Amid long-running discussions between the strata industry, brokers, the Strata Community Association, consumer groups and the NSW government, MGA executive chairman John George shares his views on the insurance commissions debate.

While each state has its own strata legislation, two common core requirements are generally outsourced to strata management companies.

  1. To maintain the property – to make sure common areas, facilities and the building as a whole are properly maintained. Of necessity, this includes affiliated secretarial services. 
  2. To adequately insure the property for its replacement value and secure property owners’ liability cover.

Our business, the MGA and Whittles group of companies, essentially has two divisions, insurance and strata management, that deal with these responsibilities.

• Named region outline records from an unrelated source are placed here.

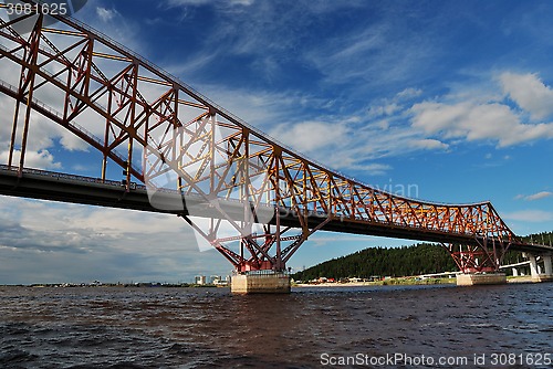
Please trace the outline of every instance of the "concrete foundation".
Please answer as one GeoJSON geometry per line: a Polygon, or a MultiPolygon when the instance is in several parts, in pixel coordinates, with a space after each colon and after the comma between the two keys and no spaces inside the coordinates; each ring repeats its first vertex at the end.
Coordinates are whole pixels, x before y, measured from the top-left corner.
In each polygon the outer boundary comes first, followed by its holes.
{"type": "Polygon", "coordinates": [[[532,282],[535,282],[535,283],[553,282],[553,275],[546,275],[546,274],[532,275],[532,282]]]}
{"type": "Polygon", "coordinates": [[[289,294],[290,275],[283,273],[236,274],[230,280],[233,294],[289,294]]]}
{"type": "Polygon", "coordinates": [[[457,274],[458,286],[476,286],[480,284],[505,284],[507,275],[504,273],[489,274],[457,274]]]}

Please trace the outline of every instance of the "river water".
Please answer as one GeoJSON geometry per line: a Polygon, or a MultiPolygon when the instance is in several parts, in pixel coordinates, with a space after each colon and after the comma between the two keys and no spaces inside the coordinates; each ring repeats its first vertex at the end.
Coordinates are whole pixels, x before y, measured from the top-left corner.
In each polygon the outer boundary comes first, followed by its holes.
{"type": "Polygon", "coordinates": [[[553,284],[0,287],[0,368],[551,368],[553,284]]]}

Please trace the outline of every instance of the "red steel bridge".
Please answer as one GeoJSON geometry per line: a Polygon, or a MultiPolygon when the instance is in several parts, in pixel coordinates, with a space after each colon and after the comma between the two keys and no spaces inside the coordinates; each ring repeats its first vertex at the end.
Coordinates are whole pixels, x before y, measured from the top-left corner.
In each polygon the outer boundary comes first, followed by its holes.
{"type": "Polygon", "coordinates": [[[4,15],[1,194],[174,213],[238,272],[285,270],[319,230],[436,242],[465,273],[498,271],[508,250],[553,252],[490,202],[408,199],[310,160],[75,19],[4,15]],[[44,125],[86,143],[97,178],[25,167],[44,125]]]}

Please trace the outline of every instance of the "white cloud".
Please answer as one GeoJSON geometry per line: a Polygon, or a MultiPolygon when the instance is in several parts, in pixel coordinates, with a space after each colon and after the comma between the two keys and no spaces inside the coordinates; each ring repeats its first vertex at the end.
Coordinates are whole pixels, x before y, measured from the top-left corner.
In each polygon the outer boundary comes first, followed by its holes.
{"type": "Polygon", "coordinates": [[[347,141],[345,125],[323,122],[303,122],[292,126],[283,124],[269,134],[305,154],[347,141]]]}
{"type": "Polygon", "coordinates": [[[549,198],[549,197],[552,197],[552,196],[553,196],[553,192],[541,191],[541,192],[529,194],[529,196],[518,194],[514,199],[515,200],[535,201],[535,200],[545,199],[545,198],[549,198]]]}
{"type": "Polygon", "coordinates": [[[106,9],[106,8],[97,7],[96,14],[100,17],[100,19],[103,22],[109,22],[117,15],[117,11],[114,9],[106,9]]]}
{"type": "Polygon", "coordinates": [[[413,127],[444,138],[494,140],[500,147],[553,138],[553,124],[523,124],[509,106],[499,103],[424,102],[411,107],[413,127]]]}
{"type": "Polygon", "coordinates": [[[0,257],[3,283],[178,282],[231,270],[200,252],[177,217],[9,197],[0,197],[0,257]]]}
{"type": "Polygon", "coordinates": [[[553,89],[536,74],[505,72],[499,77],[503,92],[521,108],[529,112],[532,119],[543,119],[553,115],[553,89]]]}
{"type": "MultiPolygon", "coordinates": [[[[0,162],[8,164],[9,155],[10,154],[8,150],[0,152],[0,162]]],[[[19,150],[13,151],[13,166],[19,166],[20,155],[21,151],[19,150]]],[[[55,161],[54,156],[46,149],[42,149],[39,151],[28,149],[25,151],[25,167],[34,169],[61,169],[62,164],[55,161]]]]}
{"type": "Polygon", "coordinates": [[[424,150],[436,150],[436,149],[447,150],[449,148],[448,144],[431,138],[414,140],[411,145],[415,148],[424,150]]]}
{"type": "Polygon", "coordinates": [[[543,210],[521,210],[511,213],[504,213],[505,220],[523,221],[523,222],[549,222],[553,220],[553,213],[543,210]]]}

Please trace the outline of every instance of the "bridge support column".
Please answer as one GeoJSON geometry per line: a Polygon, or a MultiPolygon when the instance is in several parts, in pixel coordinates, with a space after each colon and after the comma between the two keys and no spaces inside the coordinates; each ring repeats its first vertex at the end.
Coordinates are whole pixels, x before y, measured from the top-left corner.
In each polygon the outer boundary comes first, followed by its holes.
{"type": "Polygon", "coordinates": [[[553,265],[551,255],[542,255],[543,271],[538,264],[535,255],[526,254],[530,260],[530,273],[532,274],[532,282],[549,282],[553,281],[553,265]]]}
{"type": "Polygon", "coordinates": [[[234,274],[230,291],[233,294],[286,294],[290,293],[290,275],[273,271],[234,274]]]}
{"type": "Polygon", "coordinates": [[[468,273],[457,274],[458,286],[476,286],[484,284],[505,284],[505,273],[468,273]]]}

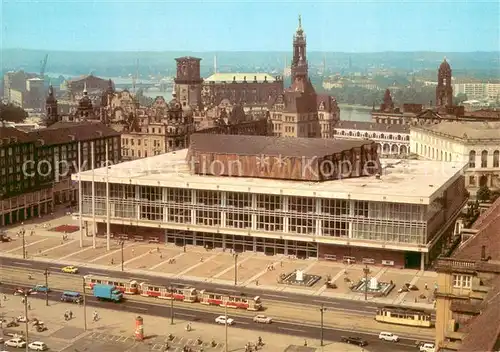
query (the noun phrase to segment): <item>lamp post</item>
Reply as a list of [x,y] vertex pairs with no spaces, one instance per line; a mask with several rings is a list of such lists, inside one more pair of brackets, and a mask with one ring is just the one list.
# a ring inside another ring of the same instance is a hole
[[170,286],[170,325],[174,325],[174,288]]
[[21,294],[24,297],[24,317],[26,318],[26,326],[25,326],[25,333],[26,333],[26,352],[29,351],[28,349],[28,344],[29,344],[29,330],[28,330],[28,296],[33,290],[20,290]]
[[321,305],[321,308],[319,309],[319,312],[321,313],[321,347],[324,346],[324,332],[323,332],[323,314],[325,313],[325,311],[327,310],[327,308],[325,308],[325,306],[322,304]]
[[124,268],[123,268],[123,263],[124,263],[124,256],[123,256],[123,245],[125,244],[125,241],[124,240],[121,240],[120,241],[120,247],[121,247],[121,250],[122,250],[122,271],[124,271]]
[[365,301],[368,300],[368,274],[370,273],[370,269],[368,269],[368,264],[363,268],[363,273],[365,274]]
[[24,226],[23,228],[21,229],[21,236],[23,236],[23,259],[26,259],[27,255],[26,255],[26,239],[25,239],[25,234],[26,234],[26,230],[24,229]]
[[85,331],[87,331],[87,298],[86,298],[87,290],[85,288],[85,277],[83,276],[82,276],[82,282],[83,282],[83,328]]
[[234,286],[238,285],[238,253],[234,253]]
[[226,305],[224,306],[224,315],[226,317],[226,324],[225,324],[225,327],[226,327],[226,344],[225,344],[225,352],[228,352],[229,351],[229,348],[227,347],[227,319],[228,319],[228,316],[227,316],[227,302],[226,302]]
[[45,305],[46,306],[49,306],[49,275],[50,275],[50,272],[49,272],[49,269],[48,268],[45,268],[45,270],[43,271],[43,276],[45,276]]

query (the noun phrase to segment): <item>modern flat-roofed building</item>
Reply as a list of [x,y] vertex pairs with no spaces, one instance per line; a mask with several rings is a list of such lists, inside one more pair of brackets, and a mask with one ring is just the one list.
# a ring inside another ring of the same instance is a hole
[[369,140],[194,134],[189,149],[83,172],[82,219],[109,236],[423,268],[466,201],[463,168],[381,165]]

It is hardly the conflict of interest that is being shouted about from the rooftops; we are just doing our job. Full disclosure of fees and commissions is made to our client owners’ corporations and our ownership details are disclosed.

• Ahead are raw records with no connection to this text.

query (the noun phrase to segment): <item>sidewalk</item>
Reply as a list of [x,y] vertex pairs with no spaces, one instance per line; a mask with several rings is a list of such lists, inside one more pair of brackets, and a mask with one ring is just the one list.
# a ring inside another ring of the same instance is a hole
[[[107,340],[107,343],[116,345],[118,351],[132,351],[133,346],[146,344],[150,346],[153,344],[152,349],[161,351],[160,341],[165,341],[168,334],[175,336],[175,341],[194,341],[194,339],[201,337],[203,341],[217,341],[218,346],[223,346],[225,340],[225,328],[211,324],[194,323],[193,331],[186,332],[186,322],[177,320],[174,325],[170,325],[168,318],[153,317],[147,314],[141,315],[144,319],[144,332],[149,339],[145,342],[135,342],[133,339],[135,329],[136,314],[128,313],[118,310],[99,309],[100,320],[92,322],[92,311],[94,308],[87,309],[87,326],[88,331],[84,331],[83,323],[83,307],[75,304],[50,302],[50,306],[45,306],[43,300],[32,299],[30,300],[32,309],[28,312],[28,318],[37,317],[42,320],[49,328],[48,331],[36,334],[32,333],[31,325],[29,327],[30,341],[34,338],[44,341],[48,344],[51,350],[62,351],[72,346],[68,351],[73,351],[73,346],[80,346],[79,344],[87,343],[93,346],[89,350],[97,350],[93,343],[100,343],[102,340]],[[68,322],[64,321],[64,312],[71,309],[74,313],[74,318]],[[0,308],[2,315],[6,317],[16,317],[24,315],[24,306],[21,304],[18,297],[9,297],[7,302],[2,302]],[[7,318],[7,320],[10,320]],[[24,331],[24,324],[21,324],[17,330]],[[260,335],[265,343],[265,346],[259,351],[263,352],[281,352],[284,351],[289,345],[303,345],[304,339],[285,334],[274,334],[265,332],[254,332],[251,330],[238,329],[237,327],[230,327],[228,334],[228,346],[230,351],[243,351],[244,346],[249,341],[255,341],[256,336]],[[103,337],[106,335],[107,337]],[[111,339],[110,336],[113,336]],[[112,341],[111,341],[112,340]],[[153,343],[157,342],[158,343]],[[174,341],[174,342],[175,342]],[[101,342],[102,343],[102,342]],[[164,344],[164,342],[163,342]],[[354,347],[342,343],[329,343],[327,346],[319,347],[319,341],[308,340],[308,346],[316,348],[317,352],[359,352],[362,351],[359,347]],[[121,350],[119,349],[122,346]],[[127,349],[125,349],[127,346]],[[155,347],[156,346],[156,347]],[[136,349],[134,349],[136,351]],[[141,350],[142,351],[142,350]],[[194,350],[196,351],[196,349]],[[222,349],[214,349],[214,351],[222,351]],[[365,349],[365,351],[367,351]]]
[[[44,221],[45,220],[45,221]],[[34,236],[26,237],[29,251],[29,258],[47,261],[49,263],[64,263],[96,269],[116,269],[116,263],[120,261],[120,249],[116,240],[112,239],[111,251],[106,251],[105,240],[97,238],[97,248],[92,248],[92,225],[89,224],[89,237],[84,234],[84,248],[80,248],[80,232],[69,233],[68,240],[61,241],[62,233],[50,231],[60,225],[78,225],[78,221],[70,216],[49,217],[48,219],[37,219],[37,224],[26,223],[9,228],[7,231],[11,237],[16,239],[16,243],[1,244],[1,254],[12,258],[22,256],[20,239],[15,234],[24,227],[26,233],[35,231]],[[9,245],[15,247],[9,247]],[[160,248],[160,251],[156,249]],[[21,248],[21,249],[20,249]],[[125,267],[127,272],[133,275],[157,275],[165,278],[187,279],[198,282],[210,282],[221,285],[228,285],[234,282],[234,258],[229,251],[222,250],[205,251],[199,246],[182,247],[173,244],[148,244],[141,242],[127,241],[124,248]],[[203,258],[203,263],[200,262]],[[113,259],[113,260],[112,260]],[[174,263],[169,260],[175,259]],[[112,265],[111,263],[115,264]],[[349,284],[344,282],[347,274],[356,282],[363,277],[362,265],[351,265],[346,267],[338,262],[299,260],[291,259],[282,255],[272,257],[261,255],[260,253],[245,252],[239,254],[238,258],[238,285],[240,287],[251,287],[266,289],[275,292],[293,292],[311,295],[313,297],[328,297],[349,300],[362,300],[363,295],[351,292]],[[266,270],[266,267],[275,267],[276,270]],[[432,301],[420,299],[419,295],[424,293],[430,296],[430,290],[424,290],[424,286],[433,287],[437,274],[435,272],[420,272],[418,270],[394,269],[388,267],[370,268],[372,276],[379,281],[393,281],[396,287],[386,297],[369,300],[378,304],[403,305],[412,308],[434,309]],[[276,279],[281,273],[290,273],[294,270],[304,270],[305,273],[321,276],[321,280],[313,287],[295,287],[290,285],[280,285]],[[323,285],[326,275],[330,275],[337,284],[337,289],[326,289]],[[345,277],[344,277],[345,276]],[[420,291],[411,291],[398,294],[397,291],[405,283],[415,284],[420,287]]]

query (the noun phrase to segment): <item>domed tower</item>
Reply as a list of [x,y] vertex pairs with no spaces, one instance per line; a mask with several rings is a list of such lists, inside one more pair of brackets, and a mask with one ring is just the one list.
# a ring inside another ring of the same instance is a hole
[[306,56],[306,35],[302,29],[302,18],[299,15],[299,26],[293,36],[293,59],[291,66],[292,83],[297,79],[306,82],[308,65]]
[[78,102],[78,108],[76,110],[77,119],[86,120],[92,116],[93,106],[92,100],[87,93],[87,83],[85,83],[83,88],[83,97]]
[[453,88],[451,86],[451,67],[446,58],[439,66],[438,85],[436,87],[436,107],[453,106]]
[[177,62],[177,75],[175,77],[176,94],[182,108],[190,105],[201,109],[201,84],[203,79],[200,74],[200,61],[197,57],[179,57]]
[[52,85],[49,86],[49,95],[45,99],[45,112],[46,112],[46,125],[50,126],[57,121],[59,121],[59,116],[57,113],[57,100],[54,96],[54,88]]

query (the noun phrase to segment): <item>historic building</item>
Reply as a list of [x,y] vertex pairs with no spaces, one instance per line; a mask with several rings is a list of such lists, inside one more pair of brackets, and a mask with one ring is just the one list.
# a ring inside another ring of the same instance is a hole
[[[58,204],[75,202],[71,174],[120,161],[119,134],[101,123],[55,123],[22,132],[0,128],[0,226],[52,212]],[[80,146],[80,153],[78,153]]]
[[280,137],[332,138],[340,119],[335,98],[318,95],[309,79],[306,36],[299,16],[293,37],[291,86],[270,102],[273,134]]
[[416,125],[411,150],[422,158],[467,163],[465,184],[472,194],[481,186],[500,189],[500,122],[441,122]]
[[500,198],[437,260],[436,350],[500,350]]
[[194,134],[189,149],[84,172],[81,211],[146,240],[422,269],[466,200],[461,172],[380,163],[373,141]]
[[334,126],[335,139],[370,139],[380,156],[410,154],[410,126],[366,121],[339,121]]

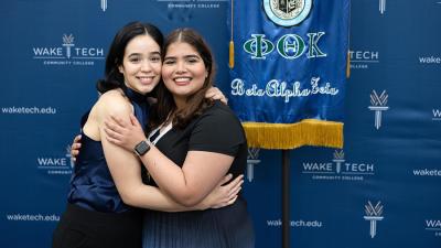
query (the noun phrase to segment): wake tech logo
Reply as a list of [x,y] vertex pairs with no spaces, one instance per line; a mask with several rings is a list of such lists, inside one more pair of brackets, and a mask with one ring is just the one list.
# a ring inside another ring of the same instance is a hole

We are fulfilling the two legally mandated functions and being remunerated fairly for them.

Related article: Strata group rebels against SCA reform

The real problem lies with manufactured schemes with excessive fees charged on top of insurer commissions without clear disclosure. It is fair to say if clients knew they were being charged up to 45% on top of insurers’ net premiums, they would be horrified. This is gouging.

Disclosure is key. My view is that a fair maximum total commission and fee should be mandated at, say, 23%-25% of the base premium.

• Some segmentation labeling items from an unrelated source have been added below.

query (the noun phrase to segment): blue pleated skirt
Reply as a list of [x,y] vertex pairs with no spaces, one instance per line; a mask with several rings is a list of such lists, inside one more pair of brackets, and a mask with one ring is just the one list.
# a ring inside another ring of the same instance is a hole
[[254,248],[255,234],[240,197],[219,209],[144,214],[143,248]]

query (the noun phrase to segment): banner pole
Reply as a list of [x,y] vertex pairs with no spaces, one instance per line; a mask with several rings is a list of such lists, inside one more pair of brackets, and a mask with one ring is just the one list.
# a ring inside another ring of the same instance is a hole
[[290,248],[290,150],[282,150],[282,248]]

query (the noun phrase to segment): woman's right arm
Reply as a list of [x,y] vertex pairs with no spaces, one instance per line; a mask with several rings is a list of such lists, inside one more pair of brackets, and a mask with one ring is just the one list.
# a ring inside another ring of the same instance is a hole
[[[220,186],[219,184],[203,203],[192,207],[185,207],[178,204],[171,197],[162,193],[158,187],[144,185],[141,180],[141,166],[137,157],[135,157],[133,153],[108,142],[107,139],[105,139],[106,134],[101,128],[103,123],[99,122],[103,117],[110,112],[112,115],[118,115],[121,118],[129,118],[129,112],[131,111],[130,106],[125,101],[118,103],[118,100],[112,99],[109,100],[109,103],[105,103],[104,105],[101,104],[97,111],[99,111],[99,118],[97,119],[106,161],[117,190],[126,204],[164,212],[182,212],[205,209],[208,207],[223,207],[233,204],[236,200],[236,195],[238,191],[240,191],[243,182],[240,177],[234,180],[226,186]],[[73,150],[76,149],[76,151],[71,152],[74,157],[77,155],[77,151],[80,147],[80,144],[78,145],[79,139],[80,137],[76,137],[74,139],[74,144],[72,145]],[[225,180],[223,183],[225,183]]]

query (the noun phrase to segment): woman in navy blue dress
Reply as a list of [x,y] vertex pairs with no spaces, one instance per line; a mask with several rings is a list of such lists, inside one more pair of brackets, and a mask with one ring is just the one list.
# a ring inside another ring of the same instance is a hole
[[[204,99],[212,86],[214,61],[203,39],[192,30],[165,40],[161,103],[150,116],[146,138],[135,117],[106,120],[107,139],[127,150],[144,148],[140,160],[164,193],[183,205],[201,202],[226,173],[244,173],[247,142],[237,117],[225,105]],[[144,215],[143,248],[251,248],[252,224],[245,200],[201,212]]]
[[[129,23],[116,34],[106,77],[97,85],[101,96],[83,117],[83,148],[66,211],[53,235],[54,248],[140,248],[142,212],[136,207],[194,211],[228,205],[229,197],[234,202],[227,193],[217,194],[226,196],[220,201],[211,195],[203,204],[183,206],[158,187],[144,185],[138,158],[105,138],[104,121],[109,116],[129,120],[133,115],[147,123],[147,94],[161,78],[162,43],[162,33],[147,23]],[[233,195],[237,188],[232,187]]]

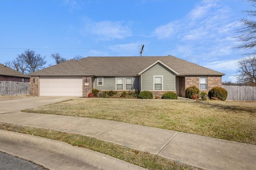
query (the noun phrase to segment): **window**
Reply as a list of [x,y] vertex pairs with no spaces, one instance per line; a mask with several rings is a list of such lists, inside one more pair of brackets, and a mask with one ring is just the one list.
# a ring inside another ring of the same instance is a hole
[[132,90],[132,78],[126,78],[126,90]]
[[200,77],[200,90],[207,90],[207,77]]
[[163,76],[155,76],[154,77],[154,90],[163,90]]
[[98,85],[99,86],[103,86],[103,78],[101,77],[98,78]]
[[116,78],[116,90],[123,90],[123,78]]

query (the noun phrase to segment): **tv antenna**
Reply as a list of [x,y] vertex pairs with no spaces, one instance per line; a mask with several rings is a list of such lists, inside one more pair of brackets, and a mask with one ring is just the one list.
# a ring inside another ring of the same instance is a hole
[[140,50],[140,57],[142,57],[143,55],[143,48],[144,48],[144,45],[142,45],[141,46],[141,50]]

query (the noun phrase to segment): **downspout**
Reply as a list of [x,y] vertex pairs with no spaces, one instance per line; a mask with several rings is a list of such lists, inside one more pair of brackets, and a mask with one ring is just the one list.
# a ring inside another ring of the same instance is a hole
[[93,75],[92,76],[91,76],[91,92],[90,93],[92,93],[92,78],[93,77]]

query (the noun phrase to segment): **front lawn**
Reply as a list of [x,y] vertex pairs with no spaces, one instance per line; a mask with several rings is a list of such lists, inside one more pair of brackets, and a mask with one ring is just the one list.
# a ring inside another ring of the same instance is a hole
[[118,121],[256,145],[256,103],[80,98],[27,112]]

In the event an amount above this is charged, that excess sum MUST be disclosed in a separate and upfront legally mandated document that discloses the actual extra percentage and dollar charge.  

This will ensure it is identified to the client and will stop the gouging. Heavy penalties should apply for non-compliance. It is not price-fixing, because the opportunity remains to charge more in extraordinary circumstances. However, it MUST be expressly agreed by the corporation involved.  

To just ban these payments is short-sighted, draconian and a “sledgehammer to crack a nut” approach.

Our businesses, broking and strata, handle thousands of claims, particularly in these days of extreme weather events.

Underwriters and our clients rely on us to deal with such claims. Of course, brokers and strata managers must be remunerated for these duties.

The SCA really jumped the gun by initially suggesting membership was contingent upon its members receiving no remuneration for insurance-related work. I note it has changed its stance in this regard, and compliance with this rule is now voluntary. Pretty weak – it should come out altogether.  

However, the improperly disclosed overcharging that has been going on must be stamped out. 

John George is the executive chairman of Australia’s largest privately controlled insurance brokerage, MGA Insurance Brokers, and the country’s third-largest strata management operator, Whittles Strata Management.